Una masa de, hasta entonces, impredecible violencia se me vino encima y esta vez no con fines placenteros. Mi bestia silenciosa, siempre necesariamente hambrienta, hoy ansiaba algo más. O quizás era otra bestia, otra olvidada, otra de otra cara.

Como sea, este metro sesenta sabe ingeniárselas y ya no estaba bajo el peso de bestias ajenas ni lidiando con la propia libido desencadenada, y ahora podía caminar libre, bajo la lluvia fría.

Porque no hubo tiempo para salvar al pobre paraguas.
.
La noche no termina. Y no quiere terminar.

¡Maldita!

Pero no todo es siempre oscuridad. La tormenta parece disiparse aunque todavía sigue llorando sobre la desolada ciudad que hoy sí, ni siquiera es de los perros. Ahora sí he de creer que no hay un alma ¿O me equivoco?

Una silueta sentada sobre uno de los bancos de la oscura y solitaria plaza. Bajo un enorme árbol.

¿Por qué me acerco? Suficiente violencia ajena tuve esta noche y quizás hoy me sienta lo suficientemente fuerte para provocar y resistir otra.

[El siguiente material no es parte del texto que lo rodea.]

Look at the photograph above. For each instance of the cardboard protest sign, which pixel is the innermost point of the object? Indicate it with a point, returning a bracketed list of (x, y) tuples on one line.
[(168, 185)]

De eso se trató siempre mi itinerario.

La adrenalina, la necia adrenalina me lleva.
-      
           - Eh, ¿vos?
-         - ¿Qué hacés acá a esta hora? ¡Y con lluvia!
-         - Jaja, ¿qué no puede uno salir a caminar solo bajo la lluvia sin tener que dar explicaciones?
-         - Nah, no me hacen falta, pero es extraño.
-         - Sí, ¿vos qué onda? Cara larga, reíte un poco como yo.
-         - (no te creo la risa) Ah… ¿no dijiste que no hacía falta explicar?
-         - Tenés razón. Y en lo otro también.
-          - ¿En qué otro?
-          - No se puede conocer la otra mitad de las cosas.
-          - Ah… Triste ¿no?
-          - Nah, quizás es bueno un poco de misterio.

Y la noche se hizo día y ahí nos recibió, y con risas. Ah, de nuevo las malditas risas. Nunca explicaciones, nunca misterios revelados, nunca verdades que bailan en nuestras lenguas y ahí se quedan. Risas. Y su sonrisa.

Y tanto alarde que hice de que no pudieras acceder a la otra mitad de esta luna que soy yo y ahora yo me sigo preguntando, sin respuestas, qué carajo hacías solo a esa hora bajo la lluvia. ¡Qué ironía!